R.I.P. Trish Keenan of Broadcast

R.I.P. Trish Keenan of Broadcast

Trish Keenan, vocalist for British experimental electro-pop group Broadcast, has died of complications from pneumonia. Keenan spent the last two weeks in an intensive care unit battling her illness, with the band’s manager publicly releasing a statement yesterday saying that she was fighting for her life. Keenan died early this morning. She was 42.

Keenan co-founded Broadcast in the mid-’90s, with the band releasing several singles via Wurlitzer Jukebox and Duophonic Records before getting noticed by Warp. That label issued both the 1997 compilation Work And Non Work as well as Broadcast’s full-length debut, The Noise Made By People, in 2000. Its blend of primitive analog synths and Keenan’s mellifluous coo revealed obvious influences like The United States Of America and drew immediate comparisons to Stereolab, but whereas that band had begun settling into a space-age lounge-y groove by then, Broadcast’s use of more avant-garde sci-fi sounds hinted at an anxiety and darkness that would be further explored in later releases. Not that it was evident in Keenan’s always-bewitching voice on tracks like “Come On Let’s Go,” easily one of the most seductive songs of the last decade (if not ever). 

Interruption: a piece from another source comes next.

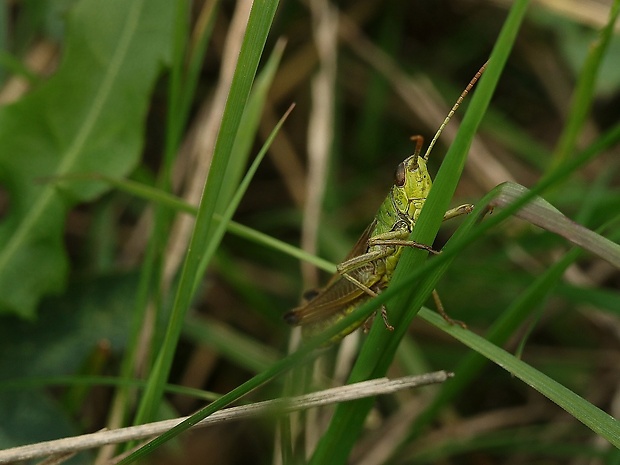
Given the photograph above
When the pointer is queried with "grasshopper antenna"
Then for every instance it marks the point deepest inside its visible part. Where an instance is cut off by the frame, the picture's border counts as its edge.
(454, 108)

The follow-up, 2003’s HaHa Sound, found the band working in even more dissonance, unexpected samples, and rattling polyrhythm, as well as drawing influence from the soundtrack for the Czech horror film Valerie And Her Week Of Wonders, but for all its nightmarish qualities, Keenan’s vocals remained a dreamy center.

By 2005, only Keenan and James Cargill remained from the original group, with Broadcast’s third album, Tender Buttons, reflecting the duo’s new reliance on circuit-bending cacophony, as well as a necessary, more minimalist approach that resembled the starkness of Young Marble Giants (or, in contemporary terms, The xx). It was still driven by Keenan’s lilting vocal melodies, but these were shrouded in distortion and deliberately abrasive shrieks. It’s a tough album, but one that definitely marked a pinnacle in Broadcast’s evolution.

Broadcast’s output slowed somewhat after Tender Buttons, with the band releasing the rarities compilation The Future Crayon in ’06 and the tour-only EP Mother Is The Milky Way. In 2009, the duo partnered with experimental musician and graphic designer Julian House, a.k.a. The Focus Group, for Broadcast And The Focus Group Investigate Witch Cults Of The Radio Age, a collage of strange, spectral electronic hallucinations that, in its mix of sounds both jarring and charming, somehow summed up everything Broadcast had accomplished in its career.